In recent months writers of newspaper articles, editorials and episcopal letters have been unfair to the men who oppose the right of women to vote in a certain parish. These men have done nothing wrong. Nor have they violated any tradition, dogma or practice of our Holy Orthodox Church. Since this may sound strange, let me explain briefly.
Our church clings tenaciously and proudly to her venerable traditions, many of which enabled her to survive andindeed to triumph over long centuries of persecution, enslavement and even hostility from the rest of Christendom. Among her traditions there is one concerning the place of women in the church. It is this tradition that is involved in the present sad controversy at this parish. Our priests, theologians and hierarchs identify this particular tradition as one which "is spelled with a capital T." As such, they tell us, it cannot be discussed, much less challenged or changed.

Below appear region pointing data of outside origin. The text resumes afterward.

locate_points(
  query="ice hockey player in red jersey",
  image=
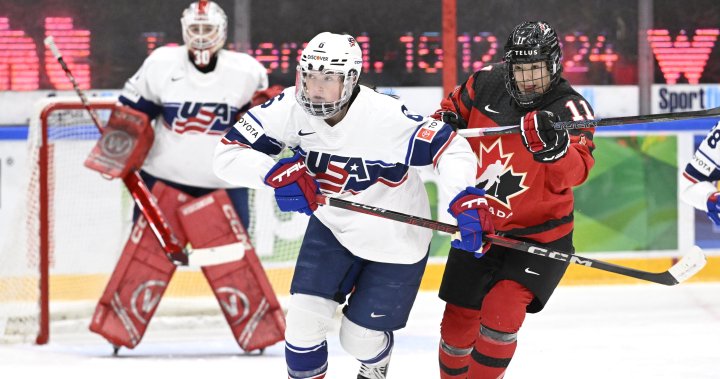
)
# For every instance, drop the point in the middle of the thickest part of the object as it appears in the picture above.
(528, 180)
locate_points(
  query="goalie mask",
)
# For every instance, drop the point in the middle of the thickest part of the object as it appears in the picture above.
(204, 26)
(327, 74)
(533, 59)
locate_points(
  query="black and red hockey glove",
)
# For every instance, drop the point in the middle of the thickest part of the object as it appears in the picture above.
(546, 144)
(295, 188)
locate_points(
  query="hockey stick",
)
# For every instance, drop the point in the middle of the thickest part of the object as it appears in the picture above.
(147, 205)
(569, 125)
(689, 265)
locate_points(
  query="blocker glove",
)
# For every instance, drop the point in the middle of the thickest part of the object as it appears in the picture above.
(546, 144)
(714, 208)
(295, 188)
(470, 209)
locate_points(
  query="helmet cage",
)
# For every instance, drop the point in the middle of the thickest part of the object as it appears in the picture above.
(532, 42)
(328, 54)
(204, 26)
(323, 109)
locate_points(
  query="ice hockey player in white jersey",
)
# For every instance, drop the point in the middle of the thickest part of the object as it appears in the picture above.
(699, 180)
(354, 143)
(195, 93)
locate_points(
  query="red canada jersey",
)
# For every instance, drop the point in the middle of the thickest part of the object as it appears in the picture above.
(527, 198)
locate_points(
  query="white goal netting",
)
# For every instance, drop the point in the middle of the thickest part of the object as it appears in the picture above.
(83, 221)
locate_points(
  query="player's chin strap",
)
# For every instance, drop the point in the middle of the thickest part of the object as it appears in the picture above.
(147, 205)
(690, 264)
(583, 124)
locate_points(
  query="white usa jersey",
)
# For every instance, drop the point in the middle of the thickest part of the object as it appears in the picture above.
(703, 170)
(367, 158)
(192, 110)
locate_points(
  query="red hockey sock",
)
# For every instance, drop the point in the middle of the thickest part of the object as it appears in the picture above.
(458, 331)
(502, 314)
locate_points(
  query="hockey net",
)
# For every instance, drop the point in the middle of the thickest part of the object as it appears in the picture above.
(70, 228)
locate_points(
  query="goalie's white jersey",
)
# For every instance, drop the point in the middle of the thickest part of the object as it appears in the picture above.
(702, 172)
(366, 158)
(193, 110)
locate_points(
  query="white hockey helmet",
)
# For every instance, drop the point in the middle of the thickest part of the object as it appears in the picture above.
(204, 26)
(328, 54)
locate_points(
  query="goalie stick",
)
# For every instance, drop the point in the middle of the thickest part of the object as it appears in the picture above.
(147, 205)
(610, 121)
(689, 264)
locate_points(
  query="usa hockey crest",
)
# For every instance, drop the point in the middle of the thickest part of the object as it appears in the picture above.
(210, 118)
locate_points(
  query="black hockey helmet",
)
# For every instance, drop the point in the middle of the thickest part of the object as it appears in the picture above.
(529, 42)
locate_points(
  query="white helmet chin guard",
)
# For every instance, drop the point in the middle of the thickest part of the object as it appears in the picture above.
(204, 26)
(328, 53)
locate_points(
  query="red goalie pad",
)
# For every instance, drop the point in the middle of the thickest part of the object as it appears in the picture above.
(124, 144)
(140, 277)
(242, 288)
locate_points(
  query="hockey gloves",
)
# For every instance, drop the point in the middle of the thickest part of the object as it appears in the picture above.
(714, 208)
(295, 188)
(546, 144)
(470, 209)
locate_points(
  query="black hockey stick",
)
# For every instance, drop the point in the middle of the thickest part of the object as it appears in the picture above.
(610, 121)
(688, 266)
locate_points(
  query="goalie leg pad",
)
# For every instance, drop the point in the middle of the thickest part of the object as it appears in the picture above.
(139, 279)
(502, 314)
(309, 319)
(241, 287)
(371, 347)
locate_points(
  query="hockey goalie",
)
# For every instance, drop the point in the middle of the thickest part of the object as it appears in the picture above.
(194, 93)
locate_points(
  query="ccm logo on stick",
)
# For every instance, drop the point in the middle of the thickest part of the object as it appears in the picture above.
(559, 256)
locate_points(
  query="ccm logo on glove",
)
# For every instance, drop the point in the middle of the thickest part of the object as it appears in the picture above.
(295, 188)
(540, 137)
(298, 167)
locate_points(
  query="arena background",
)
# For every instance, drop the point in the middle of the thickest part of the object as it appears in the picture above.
(625, 57)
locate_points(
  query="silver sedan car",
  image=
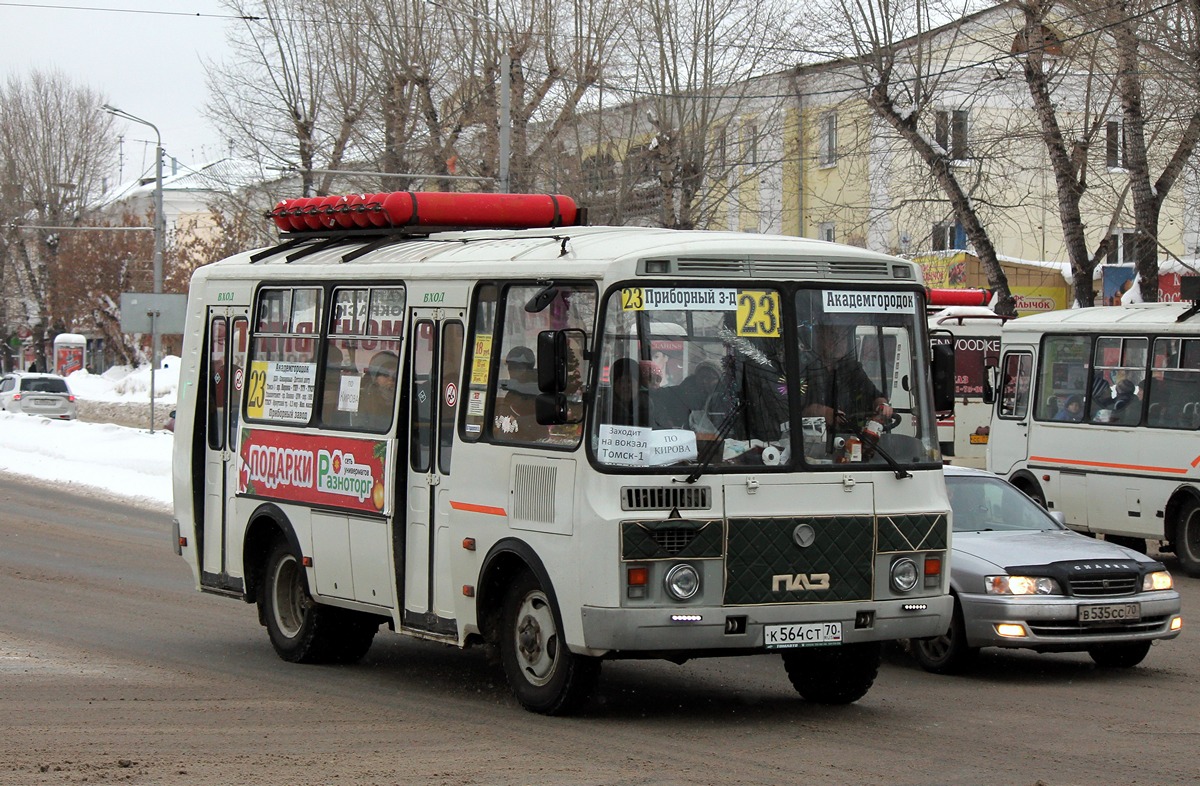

This tradition spelled with a capital "T" is ancient, well-defined and enforced in the praxis of the church. A thousand times it has been proclaimed from pulpits and explained in theological treatises and commentaries written by the greatest preachers and theologians of the Orthodox Church . The magnificent hymns of our liturgy also reflect this tradition.
This tradition spelled with a capital "T" admits no and's, if's and but's. According to it, women are "unclean" during the menstrual period and for forty days after childbirth. Inherited from the Old Testament, this tradition denies all women at all times access to the Altar. For example this explains why there are no altar girls, although surely little girls are as innocent as little boys in the eyes of God. In maintaining this tradition which discriminates against females the church forgets that Christ consistently broke the gender taboos of his culture and faith.
Secondly, this tradition spelled with a capital "T" is based on the prejudiced qualitative premise that woman is first in the order of sin and second in the order of creation. Translated into concrete terms, this means that woman is more sinful than and inferior to man. Consequently, in both church and society she must willingly accept silence, submission and subordination as her proper place. Thus for almost two thousand years the Christian daughters of Eve have been denied equal dignity and full participation in the life of the church.
St. Cyril of Alexandria, a most eloquent and influential Greek father of the church, summed it all up in a nutshell: "in everything the male must rule and everywhere the female must remain in second class." This being the traditional teaching and practice of the church, clearly equality would upset the right order of relationships between female and male and create chaos in the church. The historical record shows that it would be unorthodox for the women of this parish to have the vote. (I am aware of the fact that in all other parishes women do vote.)
Just as clearly, the majority of the men of this parish are right in their opposition to votes for women. It is these men and not their critics and opponents who are loyally defending the tradition spelled with a capital "T." To criticize them is to be very unfair. All they have done is to kill in their parish the dragon known as equality for women.